Improving Serverless is a difficult question because I am not deeply familiar with Serverless, so it is really difficult for me to judge. Probably they would introduce an alternative to the way they currently create the infrastructure with CloudFormation. By default, it uses CloudFormation, which sometimes can be a problem. Probably it would have an integration with something like Terraform or another alternative.
I struggled with wanting to put breakpoints throughout the code and then use the debugger. At the time, I was not able to step through the code with breakpoints, so if Serverless had that support, that would be great. The overall documentation is great, and I do not have anything else to add about needed improvements.

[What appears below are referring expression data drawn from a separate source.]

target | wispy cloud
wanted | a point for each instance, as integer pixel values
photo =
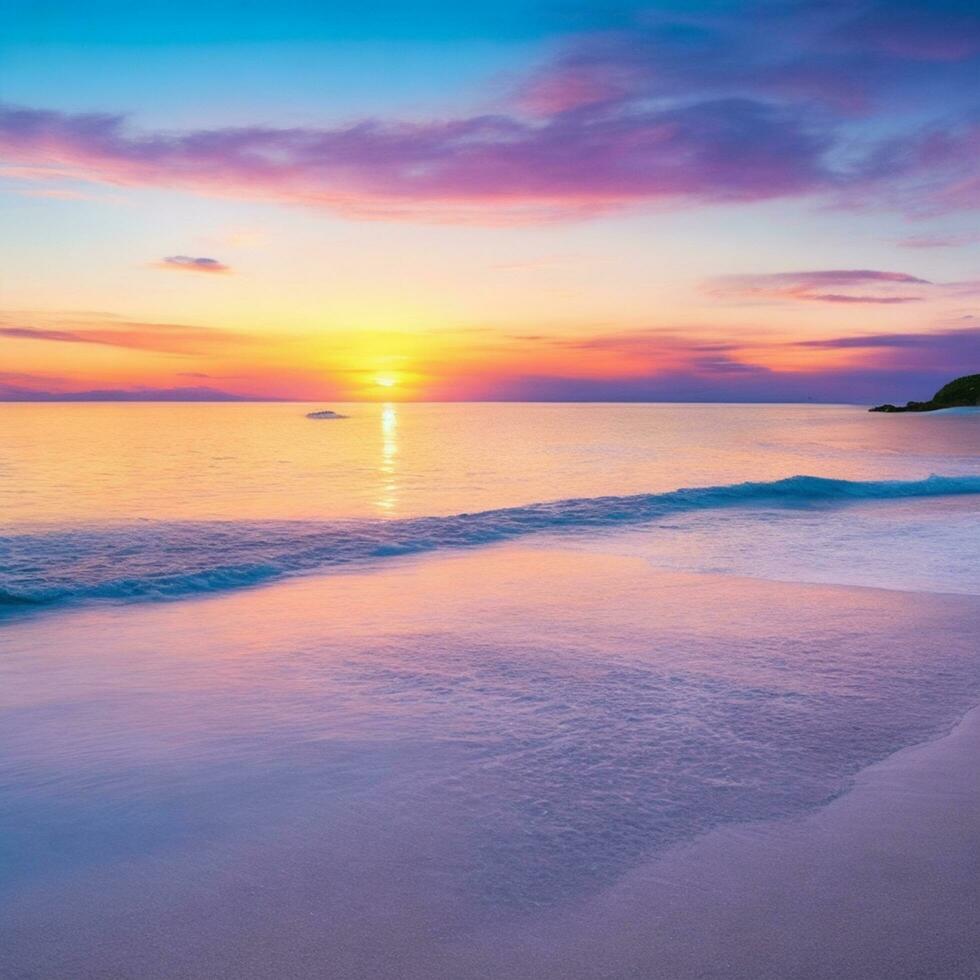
(190, 263)
(170, 338)
(938, 240)
(811, 286)
(739, 102)
(138, 394)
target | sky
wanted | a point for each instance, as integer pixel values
(685, 201)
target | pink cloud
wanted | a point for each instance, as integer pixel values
(496, 168)
(808, 286)
(190, 263)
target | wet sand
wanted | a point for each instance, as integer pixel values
(248, 786)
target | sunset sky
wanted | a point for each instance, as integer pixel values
(700, 201)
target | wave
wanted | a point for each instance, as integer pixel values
(169, 560)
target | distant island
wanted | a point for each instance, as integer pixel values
(325, 414)
(962, 393)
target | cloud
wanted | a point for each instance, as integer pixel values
(938, 241)
(809, 286)
(741, 101)
(494, 168)
(954, 351)
(189, 263)
(169, 338)
(140, 394)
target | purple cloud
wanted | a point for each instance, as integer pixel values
(189, 263)
(808, 285)
(501, 167)
(739, 102)
(938, 240)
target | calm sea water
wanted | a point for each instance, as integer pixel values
(432, 670)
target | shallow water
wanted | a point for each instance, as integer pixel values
(389, 768)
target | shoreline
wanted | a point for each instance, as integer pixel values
(308, 805)
(882, 881)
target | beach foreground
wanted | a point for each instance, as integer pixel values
(520, 762)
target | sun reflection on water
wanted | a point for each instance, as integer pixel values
(388, 467)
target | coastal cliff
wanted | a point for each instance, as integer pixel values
(961, 393)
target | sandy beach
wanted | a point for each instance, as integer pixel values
(335, 797)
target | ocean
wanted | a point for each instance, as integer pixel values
(443, 690)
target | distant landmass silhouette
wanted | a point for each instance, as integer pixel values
(962, 393)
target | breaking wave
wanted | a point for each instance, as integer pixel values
(168, 560)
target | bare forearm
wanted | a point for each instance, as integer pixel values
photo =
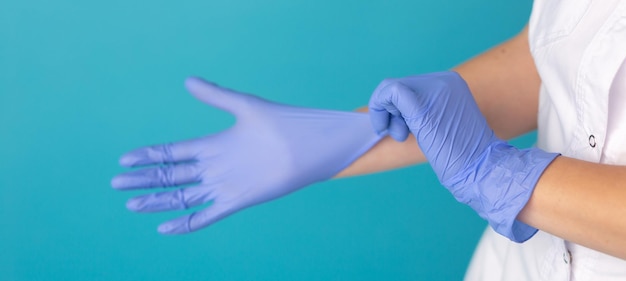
(582, 202)
(504, 83)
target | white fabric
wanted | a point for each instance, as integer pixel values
(579, 47)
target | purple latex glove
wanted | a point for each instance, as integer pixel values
(272, 150)
(480, 170)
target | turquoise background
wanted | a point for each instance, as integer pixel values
(81, 82)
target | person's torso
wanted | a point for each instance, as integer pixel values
(579, 49)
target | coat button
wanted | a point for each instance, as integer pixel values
(592, 141)
(567, 257)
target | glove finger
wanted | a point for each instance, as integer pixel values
(196, 220)
(163, 176)
(216, 96)
(179, 199)
(398, 129)
(162, 154)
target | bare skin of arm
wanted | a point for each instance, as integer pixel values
(582, 202)
(505, 85)
(579, 201)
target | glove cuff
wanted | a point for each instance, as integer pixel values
(499, 185)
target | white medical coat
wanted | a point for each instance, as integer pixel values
(579, 48)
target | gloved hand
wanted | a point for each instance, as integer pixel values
(491, 176)
(272, 150)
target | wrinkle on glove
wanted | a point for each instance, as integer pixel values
(272, 150)
(480, 170)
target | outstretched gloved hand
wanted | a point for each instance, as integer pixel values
(272, 150)
(491, 176)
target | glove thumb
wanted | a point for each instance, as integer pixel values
(214, 95)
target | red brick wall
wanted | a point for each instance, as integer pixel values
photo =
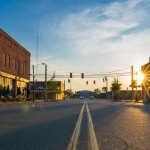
(12, 48)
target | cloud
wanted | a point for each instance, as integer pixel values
(100, 29)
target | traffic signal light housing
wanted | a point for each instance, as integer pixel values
(70, 75)
(82, 75)
(103, 79)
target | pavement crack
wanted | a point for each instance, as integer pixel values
(126, 144)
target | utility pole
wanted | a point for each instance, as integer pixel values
(136, 84)
(46, 82)
(33, 82)
(64, 89)
(132, 77)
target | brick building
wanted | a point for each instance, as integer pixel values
(14, 66)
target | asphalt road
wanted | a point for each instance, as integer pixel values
(75, 125)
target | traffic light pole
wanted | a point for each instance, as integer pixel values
(33, 82)
(64, 89)
(46, 82)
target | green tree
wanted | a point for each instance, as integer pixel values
(104, 89)
(53, 85)
(116, 87)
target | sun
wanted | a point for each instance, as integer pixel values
(140, 77)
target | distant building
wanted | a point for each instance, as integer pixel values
(39, 91)
(14, 66)
(84, 93)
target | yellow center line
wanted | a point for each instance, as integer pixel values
(76, 133)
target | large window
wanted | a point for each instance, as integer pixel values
(8, 61)
(4, 59)
(22, 68)
(15, 64)
(18, 66)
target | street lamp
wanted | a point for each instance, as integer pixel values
(34, 76)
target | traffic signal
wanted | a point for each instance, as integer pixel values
(103, 79)
(82, 75)
(70, 75)
(68, 80)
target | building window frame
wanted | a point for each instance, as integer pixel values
(4, 59)
(8, 61)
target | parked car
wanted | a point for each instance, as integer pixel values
(81, 97)
(92, 97)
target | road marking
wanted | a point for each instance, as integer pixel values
(76, 133)
(93, 140)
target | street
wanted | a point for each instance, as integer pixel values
(75, 125)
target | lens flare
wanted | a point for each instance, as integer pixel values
(140, 77)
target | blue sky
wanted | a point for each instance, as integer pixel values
(81, 36)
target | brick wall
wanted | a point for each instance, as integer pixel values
(12, 48)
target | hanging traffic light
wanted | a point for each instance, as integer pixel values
(82, 75)
(103, 79)
(68, 80)
(70, 75)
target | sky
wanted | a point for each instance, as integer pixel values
(81, 36)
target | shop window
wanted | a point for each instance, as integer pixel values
(15, 64)
(8, 61)
(18, 66)
(22, 68)
(4, 59)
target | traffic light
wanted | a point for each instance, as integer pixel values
(103, 79)
(68, 80)
(82, 75)
(70, 75)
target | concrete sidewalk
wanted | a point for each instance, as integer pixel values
(18, 103)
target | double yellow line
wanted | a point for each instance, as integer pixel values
(74, 139)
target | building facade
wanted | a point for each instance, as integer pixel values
(145, 69)
(14, 67)
(39, 91)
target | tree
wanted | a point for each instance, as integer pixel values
(96, 91)
(53, 85)
(115, 86)
(104, 89)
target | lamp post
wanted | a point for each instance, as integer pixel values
(136, 84)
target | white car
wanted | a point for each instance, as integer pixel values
(81, 97)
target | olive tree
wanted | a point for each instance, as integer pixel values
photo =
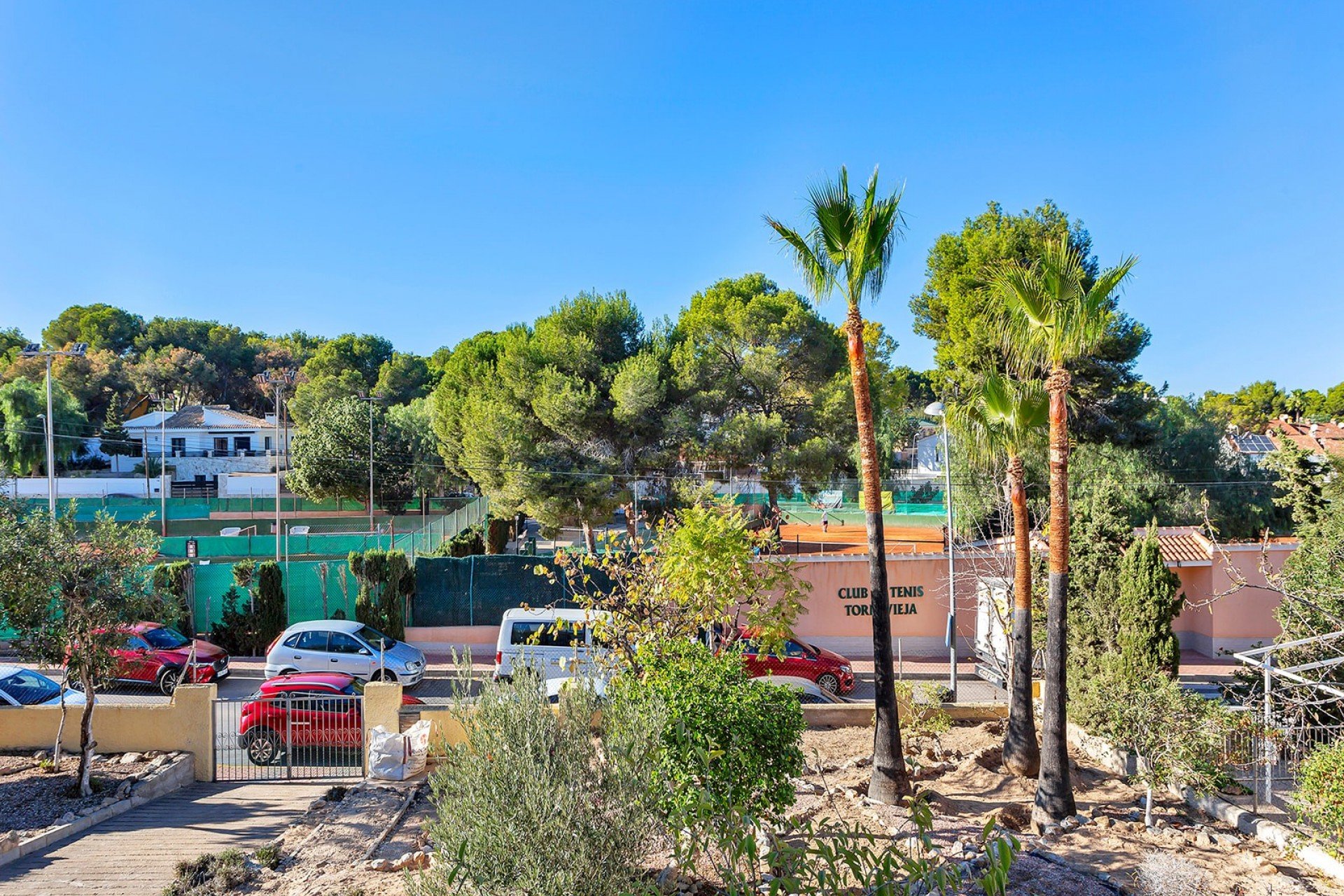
(70, 594)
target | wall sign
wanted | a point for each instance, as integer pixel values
(899, 594)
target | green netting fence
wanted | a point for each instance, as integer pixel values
(477, 590)
(421, 535)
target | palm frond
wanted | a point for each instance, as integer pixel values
(816, 270)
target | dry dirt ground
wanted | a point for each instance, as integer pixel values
(967, 785)
(31, 798)
(324, 853)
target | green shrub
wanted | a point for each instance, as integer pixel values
(496, 535)
(1320, 792)
(210, 875)
(269, 856)
(547, 802)
(724, 734)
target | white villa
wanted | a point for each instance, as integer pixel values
(202, 441)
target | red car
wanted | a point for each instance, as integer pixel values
(304, 710)
(162, 657)
(827, 668)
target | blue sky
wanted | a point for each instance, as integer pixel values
(428, 171)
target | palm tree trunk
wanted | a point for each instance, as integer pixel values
(1054, 789)
(1022, 755)
(889, 766)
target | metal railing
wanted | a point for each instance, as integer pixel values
(289, 736)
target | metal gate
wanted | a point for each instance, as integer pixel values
(289, 736)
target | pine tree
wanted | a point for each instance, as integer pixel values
(1149, 601)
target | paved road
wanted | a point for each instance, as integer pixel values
(136, 853)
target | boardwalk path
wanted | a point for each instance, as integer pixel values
(134, 853)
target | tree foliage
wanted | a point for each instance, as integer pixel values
(331, 456)
(1149, 602)
(69, 593)
(962, 315)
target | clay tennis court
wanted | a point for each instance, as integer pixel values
(853, 538)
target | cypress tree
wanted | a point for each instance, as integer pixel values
(1148, 603)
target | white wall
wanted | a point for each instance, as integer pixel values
(85, 486)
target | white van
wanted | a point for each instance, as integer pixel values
(556, 643)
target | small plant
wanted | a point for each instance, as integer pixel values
(923, 716)
(724, 734)
(1166, 875)
(543, 801)
(1320, 792)
(752, 856)
(269, 856)
(210, 875)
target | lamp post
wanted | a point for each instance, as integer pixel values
(163, 465)
(277, 381)
(940, 410)
(371, 399)
(34, 349)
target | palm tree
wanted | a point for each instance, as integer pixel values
(848, 248)
(1056, 317)
(1007, 418)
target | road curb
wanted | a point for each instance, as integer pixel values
(174, 776)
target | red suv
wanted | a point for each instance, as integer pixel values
(162, 657)
(304, 710)
(827, 668)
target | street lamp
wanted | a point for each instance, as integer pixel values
(940, 410)
(163, 466)
(370, 399)
(34, 349)
(277, 381)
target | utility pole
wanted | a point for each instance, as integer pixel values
(939, 409)
(277, 381)
(34, 349)
(370, 399)
(163, 464)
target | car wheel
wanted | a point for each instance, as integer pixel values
(264, 746)
(168, 680)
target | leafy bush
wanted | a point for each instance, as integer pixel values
(1175, 735)
(237, 630)
(269, 856)
(1166, 875)
(1320, 792)
(834, 859)
(496, 535)
(210, 875)
(547, 802)
(749, 731)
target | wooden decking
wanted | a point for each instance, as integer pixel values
(136, 853)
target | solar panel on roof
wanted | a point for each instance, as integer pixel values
(1254, 442)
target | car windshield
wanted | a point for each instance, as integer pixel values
(29, 688)
(164, 638)
(377, 638)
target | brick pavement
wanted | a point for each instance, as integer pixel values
(136, 853)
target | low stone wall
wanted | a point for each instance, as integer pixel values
(183, 724)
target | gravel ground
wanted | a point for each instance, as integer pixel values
(31, 799)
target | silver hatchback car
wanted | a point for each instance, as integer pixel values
(344, 645)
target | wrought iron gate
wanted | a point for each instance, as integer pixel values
(289, 736)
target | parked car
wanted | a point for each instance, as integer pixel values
(344, 645)
(304, 710)
(556, 643)
(827, 668)
(160, 656)
(555, 687)
(22, 687)
(808, 691)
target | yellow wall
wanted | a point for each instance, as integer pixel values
(182, 724)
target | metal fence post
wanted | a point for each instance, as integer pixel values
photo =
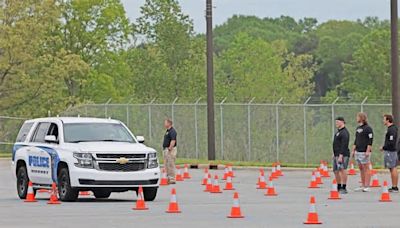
(106, 108)
(249, 128)
(149, 113)
(222, 127)
(305, 129)
(195, 128)
(333, 115)
(362, 104)
(277, 127)
(173, 109)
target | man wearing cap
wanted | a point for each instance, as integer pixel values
(341, 154)
(169, 149)
(362, 150)
(390, 151)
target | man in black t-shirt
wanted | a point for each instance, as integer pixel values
(341, 154)
(169, 150)
(362, 150)
(390, 151)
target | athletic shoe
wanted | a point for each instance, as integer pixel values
(359, 189)
(366, 190)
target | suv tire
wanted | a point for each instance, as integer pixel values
(150, 193)
(22, 182)
(101, 193)
(65, 191)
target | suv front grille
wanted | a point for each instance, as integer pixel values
(129, 167)
(116, 156)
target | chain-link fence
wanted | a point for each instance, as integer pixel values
(290, 133)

I choose eight out of ten because to go ahead with Serverless, we need to do YAML file creation and other format file creation. So it might not be having the idea. That is the only thing that I observed.
I do not have any specific suggestion at this point on how Serverless can be improved for my use case. Perhaps down the line I will have more information. The reason I choose a seven is primarily resource-based scheduling. This is what we are not able to get around on Serverless. It solves a main use case, but it still does not solve our batch executing and batch simulation use cases. However, if this could be one solution to move away from a traditional HPC scheduler, I would have definitely given a ten.